The Outlaws Scarlett and Browne, Jonathan Stroud (Knopf)

In dystopian and weather-scarred Britain, Scarlett has survived thanks to her wits, agility and talents as a bank robber, but when she rescues the hapless and naive Albert Browne from a freak bus accident, even she is shocked by the chase. Whats Next. Incisive and stylish action scenes filled with daring escapes and shooter showdowns keep this racing fantasy well-written.

The words in my hands, suffocating (Annick)

Growing up deaf, Piper had to adjust to the world of hearing by speaking and lip reading. Then she comes across Australian Sign Language and communication opens up for her. In a time of food shortages and environmental collapse, his newfound passions for deaf culture and sustainable living converge in a vital activism against a dystopian future. The vibrant illustration and welcome engagement with deaf culture and language make this stand out.

The Last Storyteller, Donna Barba Higuera (Dear Levine)

Upon awakening from a 380-year-old induced sleep, Petra discovers that, save for herself, an authoritarian collective has erased the memories of Earth from the passengers sent to colonize a new planet. In the tradition of his storytelling Granny, Petra brings together her memory of Mexican folklore and how to weave stories to get through the brainwashing and fear caused by the Colectivo.

Here was paradise / Here Was Paradise, Humberto Ak’abal (Groundwood)

Amid all the tales of dystopias, refugees from totalitarian regimes, and environmental collapse, the words of this Mayan poet are vital and refreshing. Reading them allows us, young and old, to take a moment to look and feel our world as it is now, observe the moon in a puddle, see the air as “a great bird” and “feel the breath of its wings,” Bees “pollen shoes” and inhale that moment of spring when “the earth already smells like mother.” Highly recommended.

From children’s books to picture books

Santa in town Tiffany D. Jackson, illustrated by Reggie brown (Mark books)

Deja loves Christmas, but worries that Santa might not be able to catch up with her in her apartment building. Her mother comforts her and reminds her that anything is possible.
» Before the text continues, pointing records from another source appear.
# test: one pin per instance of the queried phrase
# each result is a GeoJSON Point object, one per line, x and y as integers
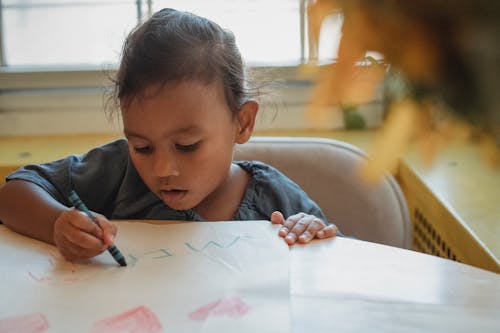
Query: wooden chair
{"type": "Point", "coordinates": [328, 171]}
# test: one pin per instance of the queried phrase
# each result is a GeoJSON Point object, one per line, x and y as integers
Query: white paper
{"type": "Point", "coordinates": [189, 277]}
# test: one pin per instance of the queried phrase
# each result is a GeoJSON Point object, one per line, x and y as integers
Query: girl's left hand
{"type": "Point", "coordinates": [302, 227]}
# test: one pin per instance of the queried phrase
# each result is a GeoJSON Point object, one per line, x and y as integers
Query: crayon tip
{"type": "Point", "coordinates": [122, 261]}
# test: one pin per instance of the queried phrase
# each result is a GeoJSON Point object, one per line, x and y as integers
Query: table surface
{"type": "Point", "coordinates": [458, 175]}
{"type": "Point", "coordinates": [348, 285]}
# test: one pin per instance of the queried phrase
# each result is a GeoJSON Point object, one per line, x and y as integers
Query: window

Something Good, Marcy Campbell, illustrated by Corinna Luyken (Small, brown)

This book models how a community comes together to address an incident of hate speech using art as a form of healing.

Our Table, Peter H. Reynolds (Scholastic Canada)

This book explores how a little girl uses the “dinner table” to bring her family together during these difficult and busy times.

A Heavenly Bank, Bahram Rahman, illustrated by Peggy Collins (Pajama press)

Aria is excited to start school again, and through her own knowledge, skills, and support from her local community, she is building a bank. This bench will help you learn comfortably and support your new auxiliary leg prosthesis.

We will be together again Lucy Menzies, illustrated by Maddy vian (Children’s books by Frances Lincoln)

Belle and her grandfather Jack share their own perspectives in this uniquely designed book. They look back at all the fun activities they did together and share their hope that they will get back together.

Sushi and samosas: a journey of tasty transformations, Rishma Govani (Tellwell)

By trying new foods from different communities and cultures, Raine and Asha learn that we are all similar and different. These elements make our communities incredible places.